Community Corner

Meriden Police Brutality Case Going to Trial

The federal government alleges that the chief's son used excessive force against a prisoner and then lied on his police report about it.

After failing to have police brutality charges against him dismissed, Meriden police officer Evan Cossette is going to trial.

Cossette, indicted by the federal government last year, is accused of shoving a prison whose hands were cuffed while being held inside a holding cell at the Meriden Police Department in 2010.

The victim received a head injury as a result. Cossette, the son of Police Chief Jeffry Cossette, was indicted by a grand jury that issued two counts, including a charge that Evan Cossette lied on official police reports about the incident.

Jury selection, according to NBC Connecticut, begins today in the trial.

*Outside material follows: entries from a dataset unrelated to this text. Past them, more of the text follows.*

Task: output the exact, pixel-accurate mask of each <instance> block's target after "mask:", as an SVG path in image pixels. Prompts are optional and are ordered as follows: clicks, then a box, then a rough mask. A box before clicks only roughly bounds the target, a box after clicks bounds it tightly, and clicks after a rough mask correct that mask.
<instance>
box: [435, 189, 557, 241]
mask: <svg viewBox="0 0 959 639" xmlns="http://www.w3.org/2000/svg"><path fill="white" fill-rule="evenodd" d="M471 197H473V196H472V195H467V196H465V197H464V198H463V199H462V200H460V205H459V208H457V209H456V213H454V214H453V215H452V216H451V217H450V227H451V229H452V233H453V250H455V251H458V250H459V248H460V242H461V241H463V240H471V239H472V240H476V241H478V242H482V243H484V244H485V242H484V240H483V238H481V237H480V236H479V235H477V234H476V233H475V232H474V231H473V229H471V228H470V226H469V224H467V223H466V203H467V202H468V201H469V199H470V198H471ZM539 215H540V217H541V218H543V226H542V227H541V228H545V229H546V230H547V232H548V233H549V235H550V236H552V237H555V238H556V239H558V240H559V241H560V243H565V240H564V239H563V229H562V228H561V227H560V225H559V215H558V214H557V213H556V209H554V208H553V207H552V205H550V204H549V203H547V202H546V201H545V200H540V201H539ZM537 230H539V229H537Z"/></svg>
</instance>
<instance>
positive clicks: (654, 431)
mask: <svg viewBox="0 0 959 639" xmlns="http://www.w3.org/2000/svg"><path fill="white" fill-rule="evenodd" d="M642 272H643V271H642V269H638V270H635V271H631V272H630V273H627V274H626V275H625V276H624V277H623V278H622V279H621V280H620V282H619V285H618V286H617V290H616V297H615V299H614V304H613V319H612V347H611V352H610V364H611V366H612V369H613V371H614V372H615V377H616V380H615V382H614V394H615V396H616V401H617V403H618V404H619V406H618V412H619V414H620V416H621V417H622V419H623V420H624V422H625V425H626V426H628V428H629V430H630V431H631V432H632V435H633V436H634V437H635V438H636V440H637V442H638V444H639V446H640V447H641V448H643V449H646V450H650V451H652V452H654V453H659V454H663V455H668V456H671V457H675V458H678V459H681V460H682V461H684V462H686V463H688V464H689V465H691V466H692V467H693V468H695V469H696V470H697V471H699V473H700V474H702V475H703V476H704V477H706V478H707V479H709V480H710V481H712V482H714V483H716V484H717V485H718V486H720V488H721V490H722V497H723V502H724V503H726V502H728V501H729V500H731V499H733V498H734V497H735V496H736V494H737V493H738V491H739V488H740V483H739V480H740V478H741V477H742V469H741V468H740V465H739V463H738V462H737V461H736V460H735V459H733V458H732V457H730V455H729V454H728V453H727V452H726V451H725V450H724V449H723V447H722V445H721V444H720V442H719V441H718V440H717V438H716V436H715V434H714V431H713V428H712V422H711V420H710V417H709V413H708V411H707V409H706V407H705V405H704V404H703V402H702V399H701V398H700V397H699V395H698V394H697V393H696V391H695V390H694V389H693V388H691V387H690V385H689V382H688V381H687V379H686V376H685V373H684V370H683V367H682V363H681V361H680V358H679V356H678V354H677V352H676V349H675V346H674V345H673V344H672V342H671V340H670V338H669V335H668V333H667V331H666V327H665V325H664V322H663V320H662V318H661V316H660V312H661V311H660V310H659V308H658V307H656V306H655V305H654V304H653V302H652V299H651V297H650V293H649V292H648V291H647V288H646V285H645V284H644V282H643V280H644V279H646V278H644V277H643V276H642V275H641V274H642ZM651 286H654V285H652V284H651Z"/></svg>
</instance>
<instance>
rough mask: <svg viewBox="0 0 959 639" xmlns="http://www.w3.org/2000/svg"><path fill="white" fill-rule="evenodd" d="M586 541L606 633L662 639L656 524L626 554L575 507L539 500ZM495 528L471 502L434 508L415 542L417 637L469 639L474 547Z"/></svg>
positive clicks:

Under the indictment, Cossette is charged with one count of use of unreasonable force by a law enforcement officer, which carries a maximum term of imprisonment of 10 years and a fine of up to $250,000.  

He is also charged with one count of obstruction of a federal investigation by preparing a false report, which carries a maximum prison term of 20 years and a fine of up to $250,000.

Cossette has pleaded not guilty to both charges.

He had sought a dismissal of both counts on the grounds that the federal government could not prove that Cossette intended to inflict harm on the prisoner and because the government can not prove that Cossette attempted to lie on his official police report of the incident.

A judge this month, however, rejected both of those arguments, clearing the way for jury selection to begin.

Cossette, according to court filings in the case in U.S. District Court in New Haven, also will not be able to use as evidence in his defense a report issued in May of 2012 that said there was no evidence that he used undue force against the prisoner, that there was not an attempted cover up of the alleged abuse or that there was no evidence of a culture of favoritism toward the chief’s son in the police department.

Federal prosecutors successfully argued in their motion to have that evidence suppressed that the report was done at the behest of Meriden police administrators and that while it was touted as an “independent” investigation by an attorney, they believe it was anything but that.

“First, the report itself, which includes both ... opinions and summaries of witness statements, is hearsay, and therefore inadmissible,” the lawyers said in their motion to suppress the report. The report, they added, appears to be based on the investigator’s “own personal opinions.”